66 Le juge Lamer s’est également empressé de souligner que les tribunaux doivent se garder de ne pas limiter indûment le pouvoir discrétionnaire des policiers (à la p. 697):
[U]ne enquête en matière criminelle et la recherche des criminels ne sont pas un jeu qui doive obéir aux règles du marquis de Queensbury. Les autorités, qui ont affaire à des criminels rusés et souvent sophistiqués, doivent parfois user d’artifices et d’autres formes de supercherie, et ne devraient pas être entravées dans leur travail par l’application de la règle. Ce qu’il faut réprimer avec vigueur, c’est, de leur part, une conduite qui choque la collectivité. [Je souligne.]

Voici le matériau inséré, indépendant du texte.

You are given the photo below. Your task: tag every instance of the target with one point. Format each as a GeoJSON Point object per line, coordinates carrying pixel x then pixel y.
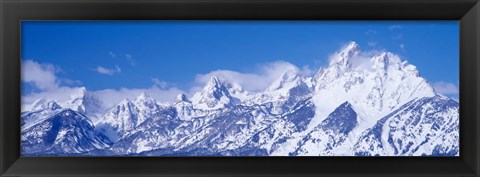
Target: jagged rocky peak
{"type": "Point", "coordinates": [144, 98]}
{"type": "Point", "coordinates": [43, 104]}
{"type": "Point", "coordinates": [213, 96]}
{"type": "Point", "coordinates": [342, 58]}
{"type": "Point", "coordinates": [182, 98]}
{"type": "Point", "coordinates": [289, 78]}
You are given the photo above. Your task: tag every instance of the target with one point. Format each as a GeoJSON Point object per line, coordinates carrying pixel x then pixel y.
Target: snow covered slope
{"type": "Point", "coordinates": [361, 104]}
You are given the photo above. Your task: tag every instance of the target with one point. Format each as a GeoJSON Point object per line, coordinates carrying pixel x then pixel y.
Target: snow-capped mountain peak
{"type": "Point", "coordinates": [43, 104]}
{"type": "Point", "coordinates": [182, 98]}
{"type": "Point", "coordinates": [214, 95]}
{"type": "Point", "coordinates": [145, 101]}
{"type": "Point", "coordinates": [84, 102]}
{"type": "Point", "coordinates": [342, 58]}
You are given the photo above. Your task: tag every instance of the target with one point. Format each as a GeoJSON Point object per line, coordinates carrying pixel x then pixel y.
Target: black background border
{"type": "Point", "coordinates": [13, 11]}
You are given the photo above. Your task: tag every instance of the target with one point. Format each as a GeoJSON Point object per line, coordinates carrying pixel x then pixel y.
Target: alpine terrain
{"type": "Point", "coordinates": [357, 105]}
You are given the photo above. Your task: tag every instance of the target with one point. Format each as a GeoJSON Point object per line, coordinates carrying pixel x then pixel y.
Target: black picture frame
{"type": "Point", "coordinates": [14, 11]}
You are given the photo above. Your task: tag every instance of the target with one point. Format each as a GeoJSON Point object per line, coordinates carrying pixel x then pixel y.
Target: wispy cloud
{"type": "Point", "coordinates": [372, 43]}
{"type": "Point", "coordinates": [257, 80]}
{"type": "Point", "coordinates": [446, 88]}
{"type": "Point", "coordinates": [394, 27]}
{"type": "Point", "coordinates": [370, 32]}
{"type": "Point", "coordinates": [111, 97]}
{"type": "Point", "coordinates": [107, 71]}
{"type": "Point", "coordinates": [42, 76]}
{"type": "Point", "coordinates": [161, 84]}
{"type": "Point", "coordinates": [113, 55]}
{"type": "Point", "coordinates": [402, 46]}
{"type": "Point", "coordinates": [130, 59]}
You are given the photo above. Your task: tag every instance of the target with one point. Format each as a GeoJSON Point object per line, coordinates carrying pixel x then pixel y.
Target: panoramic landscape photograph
{"type": "Point", "coordinates": [240, 88]}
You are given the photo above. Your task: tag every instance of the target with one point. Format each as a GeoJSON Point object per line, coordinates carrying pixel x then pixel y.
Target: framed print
{"type": "Point", "coordinates": [154, 87]}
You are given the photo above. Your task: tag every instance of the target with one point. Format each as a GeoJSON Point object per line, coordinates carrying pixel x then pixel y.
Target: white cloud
{"type": "Point", "coordinates": [58, 94]}
{"type": "Point", "coordinates": [394, 27]}
{"type": "Point", "coordinates": [107, 71]}
{"type": "Point", "coordinates": [42, 76]}
{"type": "Point", "coordinates": [113, 55]}
{"type": "Point", "coordinates": [372, 43]}
{"type": "Point", "coordinates": [446, 88]}
{"type": "Point", "coordinates": [130, 59]}
{"type": "Point", "coordinates": [257, 80]}
{"type": "Point", "coordinates": [159, 83]}
{"type": "Point", "coordinates": [370, 32]}
{"type": "Point", "coordinates": [111, 97]}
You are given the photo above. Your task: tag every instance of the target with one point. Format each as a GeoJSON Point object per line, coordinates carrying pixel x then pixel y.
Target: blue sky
{"type": "Point", "coordinates": [114, 55]}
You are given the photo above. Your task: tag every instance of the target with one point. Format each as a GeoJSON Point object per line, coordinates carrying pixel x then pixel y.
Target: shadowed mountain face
{"type": "Point", "coordinates": [379, 107]}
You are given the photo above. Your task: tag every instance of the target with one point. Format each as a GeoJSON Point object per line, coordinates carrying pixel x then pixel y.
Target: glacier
{"type": "Point", "coordinates": [358, 105]}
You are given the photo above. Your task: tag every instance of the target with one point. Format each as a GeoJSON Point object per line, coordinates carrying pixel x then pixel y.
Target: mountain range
{"type": "Point", "coordinates": [356, 106]}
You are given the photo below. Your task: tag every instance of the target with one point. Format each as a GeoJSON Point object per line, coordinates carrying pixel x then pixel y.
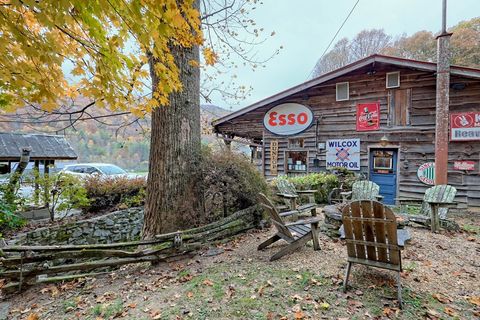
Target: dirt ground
{"type": "Point", "coordinates": [235, 281]}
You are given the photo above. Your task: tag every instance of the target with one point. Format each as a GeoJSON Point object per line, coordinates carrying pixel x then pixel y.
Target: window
{"type": "Point", "coordinates": [295, 143]}
{"type": "Point", "coordinates": [297, 161]}
{"type": "Point", "coordinates": [393, 79]}
{"type": "Point", "coordinates": [399, 106]}
{"type": "Point", "coordinates": [342, 91]}
{"type": "Point", "coordinates": [383, 161]}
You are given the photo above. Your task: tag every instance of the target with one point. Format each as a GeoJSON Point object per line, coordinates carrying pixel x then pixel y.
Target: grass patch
{"type": "Point", "coordinates": [108, 310]}
{"type": "Point", "coordinates": [471, 229]}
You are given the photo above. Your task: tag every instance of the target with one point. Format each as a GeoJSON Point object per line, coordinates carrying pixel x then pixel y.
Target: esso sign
{"type": "Point", "coordinates": [288, 119]}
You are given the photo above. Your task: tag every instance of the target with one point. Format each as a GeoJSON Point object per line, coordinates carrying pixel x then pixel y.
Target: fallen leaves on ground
{"type": "Point", "coordinates": [474, 300]}
{"type": "Point", "coordinates": [299, 315]}
{"type": "Point", "coordinates": [450, 311]}
{"type": "Point", "coordinates": [441, 298]}
{"type": "Point", "coordinates": [208, 282]}
{"type": "Point", "coordinates": [32, 316]}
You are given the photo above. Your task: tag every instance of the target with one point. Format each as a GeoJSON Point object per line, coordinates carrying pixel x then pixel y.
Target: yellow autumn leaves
{"type": "Point", "coordinates": [52, 50]}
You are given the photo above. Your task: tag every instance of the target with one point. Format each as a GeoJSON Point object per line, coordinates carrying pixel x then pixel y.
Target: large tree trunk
{"type": "Point", "coordinates": [174, 190]}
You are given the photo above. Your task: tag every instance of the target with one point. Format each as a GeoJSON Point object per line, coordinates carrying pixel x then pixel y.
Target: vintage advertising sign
{"type": "Point", "coordinates": [288, 119]}
{"type": "Point", "coordinates": [465, 126]}
{"type": "Point", "coordinates": [274, 157]}
{"type": "Point", "coordinates": [368, 116]}
{"type": "Point", "coordinates": [343, 153]}
{"type": "Point", "coordinates": [464, 165]}
{"type": "Point", "coordinates": [426, 173]}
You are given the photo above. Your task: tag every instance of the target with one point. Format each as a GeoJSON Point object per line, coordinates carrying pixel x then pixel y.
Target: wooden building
{"type": "Point", "coordinates": [44, 149]}
{"type": "Point", "coordinates": [384, 104]}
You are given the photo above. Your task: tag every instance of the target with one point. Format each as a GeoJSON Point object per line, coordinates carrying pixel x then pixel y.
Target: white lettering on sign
{"type": "Point", "coordinates": [343, 153]}
{"type": "Point", "coordinates": [465, 126]}
{"type": "Point", "coordinates": [288, 119]}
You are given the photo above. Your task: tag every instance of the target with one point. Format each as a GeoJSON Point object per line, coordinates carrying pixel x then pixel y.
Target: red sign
{"type": "Point", "coordinates": [368, 116]}
{"type": "Point", "coordinates": [465, 126]}
{"type": "Point", "coordinates": [464, 165]}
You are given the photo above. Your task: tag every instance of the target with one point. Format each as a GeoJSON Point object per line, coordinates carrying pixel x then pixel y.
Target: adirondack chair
{"type": "Point", "coordinates": [297, 234]}
{"type": "Point", "coordinates": [288, 192]}
{"type": "Point", "coordinates": [434, 205]}
{"type": "Point", "coordinates": [363, 190]}
{"type": "Point", "coordinates": [372, 238]}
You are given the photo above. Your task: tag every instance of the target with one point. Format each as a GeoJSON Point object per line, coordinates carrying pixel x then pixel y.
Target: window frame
{"type": "Point", "coordinates": [386, 79]}
{"type": "Point", "coordinates": [348, 91]}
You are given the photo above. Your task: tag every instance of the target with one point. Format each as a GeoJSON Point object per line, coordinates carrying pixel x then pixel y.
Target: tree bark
{"type": "Point", "coordinates": [174, 189]}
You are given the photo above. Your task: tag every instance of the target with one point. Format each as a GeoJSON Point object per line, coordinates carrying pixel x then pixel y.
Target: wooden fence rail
{"type": "Point", "coordinates": [26, 265]}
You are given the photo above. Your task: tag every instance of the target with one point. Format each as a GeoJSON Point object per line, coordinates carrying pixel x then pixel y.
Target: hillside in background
{"type": "Point", "coordinates": [108, 142]}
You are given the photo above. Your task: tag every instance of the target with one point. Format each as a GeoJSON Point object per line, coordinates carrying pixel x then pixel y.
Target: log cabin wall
{"type": "Point", "coordinates": [412, 130]}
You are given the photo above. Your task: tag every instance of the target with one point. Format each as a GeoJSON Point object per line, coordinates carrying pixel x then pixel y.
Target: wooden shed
{"type": "Point", "coordinates": [375, 116]}
{"type": "Point", "coordinates": [44, 149]}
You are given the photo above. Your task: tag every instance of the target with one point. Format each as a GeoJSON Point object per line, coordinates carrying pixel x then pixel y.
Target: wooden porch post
{"type": "Point", "coordinates": [442, 105]}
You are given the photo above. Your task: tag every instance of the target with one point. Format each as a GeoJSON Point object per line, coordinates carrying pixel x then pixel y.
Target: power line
{"type": "Point", "coordinates": [336, 34]}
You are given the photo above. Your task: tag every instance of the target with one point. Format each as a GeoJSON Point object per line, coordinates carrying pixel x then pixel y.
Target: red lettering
{"type": "Point", "coordinates": [302, 118]}
{"type": "Point", "coordinates": [273, 119]}
{"type": "Point", "coordinates": [291, 118]}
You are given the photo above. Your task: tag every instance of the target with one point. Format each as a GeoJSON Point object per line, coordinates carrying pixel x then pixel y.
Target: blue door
{"type": "Point", "coordinates": [383, 171]}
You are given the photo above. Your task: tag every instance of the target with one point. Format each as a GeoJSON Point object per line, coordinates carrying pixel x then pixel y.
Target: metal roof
{"type": "Point", "coordinates": [43, 147]}
{"type": "Point", "coordinates": [401, 62]}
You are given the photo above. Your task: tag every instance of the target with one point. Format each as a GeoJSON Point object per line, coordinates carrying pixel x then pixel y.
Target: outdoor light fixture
{"type": "Point", "coordinates": [384, 140]}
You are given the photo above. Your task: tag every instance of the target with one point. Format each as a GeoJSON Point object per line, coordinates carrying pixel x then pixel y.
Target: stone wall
{"type": "Point", "coordinates": [124, 225]}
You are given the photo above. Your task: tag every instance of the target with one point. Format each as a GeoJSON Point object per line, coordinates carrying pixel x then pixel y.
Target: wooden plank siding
{"type": "Point", "coordinates": [412, 131]}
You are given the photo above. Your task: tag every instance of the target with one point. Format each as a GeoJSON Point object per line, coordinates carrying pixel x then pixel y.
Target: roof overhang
{"type": "Point", "coordinates": [400, 62]}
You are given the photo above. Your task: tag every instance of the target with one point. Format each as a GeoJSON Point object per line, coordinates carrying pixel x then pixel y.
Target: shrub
{"type": "Point", "coordinates": [9, 220]}
{"type": "Point", "coordinates": [231, 182]}
{"type": "Point", "coordinates": [107, 193]}
{"type": "Point", "coordinates": [60, 192]}
{"type": "Point", "coordinates": [322, 181]}
{"type": "Point", "coordinates": [10, 203]}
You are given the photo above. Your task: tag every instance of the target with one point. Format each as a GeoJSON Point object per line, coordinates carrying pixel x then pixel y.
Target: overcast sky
{"type": "Point", "coordinates": [305, 27]}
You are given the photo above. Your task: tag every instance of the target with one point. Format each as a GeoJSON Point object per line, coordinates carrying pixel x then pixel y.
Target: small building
{"type": "Point", "coordinates": [375, 116]}
{"type": "Point", "coordinates": [44, 149]}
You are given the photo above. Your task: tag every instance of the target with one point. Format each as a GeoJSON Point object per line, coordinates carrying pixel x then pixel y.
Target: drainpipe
{"type": "Point", "coordinates": [442, 101]}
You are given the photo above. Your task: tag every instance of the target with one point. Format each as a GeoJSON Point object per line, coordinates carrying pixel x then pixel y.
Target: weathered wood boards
{"type": "Point", "coordinates": [407, 119]}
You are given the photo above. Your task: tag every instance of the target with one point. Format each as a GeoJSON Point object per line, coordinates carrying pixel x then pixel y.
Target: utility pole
{"type": "Point", "coordinates": [442, 101]}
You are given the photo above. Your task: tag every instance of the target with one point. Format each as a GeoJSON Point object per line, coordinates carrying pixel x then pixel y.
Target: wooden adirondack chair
{"type": "Point", "coordinates": [434, 206]}
{"type": "Point", "coordinates": [372, 238]}
{"type": "Point", "coordinates": [297, 234]}
{"type": "Point", "coordinates": [363, 190]}
{"type": "Point", "coordinates": [288, 192]}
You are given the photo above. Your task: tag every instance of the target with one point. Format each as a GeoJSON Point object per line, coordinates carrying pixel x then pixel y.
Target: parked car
{"type": "Point", "coordinates": [102, 169]}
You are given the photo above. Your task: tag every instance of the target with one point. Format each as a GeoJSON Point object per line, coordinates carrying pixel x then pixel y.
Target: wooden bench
{"type": "Point", "coordinates": [363, 190]}
{"type": "Point", "coordinates": [288, 192]}
{"type": "Point", "coordinates": [297, 233]}
{"type": "Point", "coordinates": [372, 238]}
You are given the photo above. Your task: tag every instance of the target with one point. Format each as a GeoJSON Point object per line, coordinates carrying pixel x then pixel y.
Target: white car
{"type": "Point", "coordinates": [102, 169]}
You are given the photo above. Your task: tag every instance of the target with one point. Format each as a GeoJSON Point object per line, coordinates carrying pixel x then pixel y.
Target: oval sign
{"type": "Point", "coordinates": [288, 119]}
{"type": "Point", "coordinates": [426, 173]}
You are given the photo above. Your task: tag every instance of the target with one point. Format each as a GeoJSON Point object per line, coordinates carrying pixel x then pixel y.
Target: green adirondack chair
{"type": "Point", "coordinates": [441, 194]}
{"type": "Point", "coordinates": [363, 190]}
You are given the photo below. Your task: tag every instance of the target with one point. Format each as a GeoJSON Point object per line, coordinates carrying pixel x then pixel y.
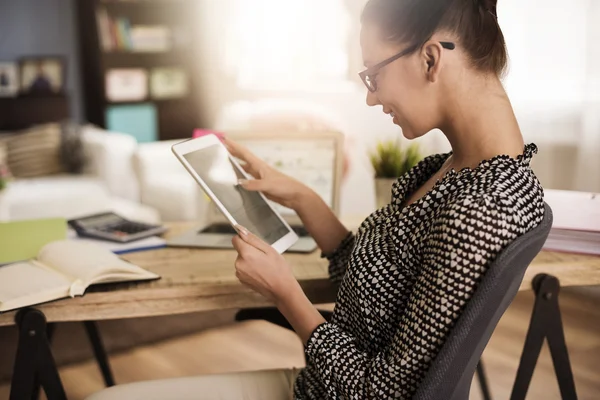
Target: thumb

À titre d’exemples de comportement susceptibles de «choquer la collectivité», le juge Lamer a mentionné un policier qui soit se ferait passer pour un aumônier ou un avocat de l’aide juridique, soit donnerait une injection de penthotal à un suspect diabétique en prétendant lui administrer de l’insuline. L’analyse du juge Lamer sur ce point a été adoptée par notre Cour dans l’arrêt Collins, précité, aux pp. 286 et 287; voir également R. c. Clot (1982), 69 C.C.C. (2d) 349 (C.S. Qué.).
67 Dans l’arrêt Hebert, précité, notre Cour a renversé le résultat de l’arrêt Rothman en se fondant sur le droit au silence garanti par la Charte. Toutefois, je n’estime pas que cela rende inutile la règle du «choc de la collectivité». Il peut survenir des situations où, quoique la ruse utilisée par les policiers ne porte pas atteinte au droit au silence ni ne mine le caractère volontaire de la confession comme tel, elle soit si odieuse qu’elle choque la collectivité. Je suis donc d’avis que le critère énoncé par le juge Lamer dans Rothman et adopté par notre Cour dans Collins demeure un élément important de la règle des confessions.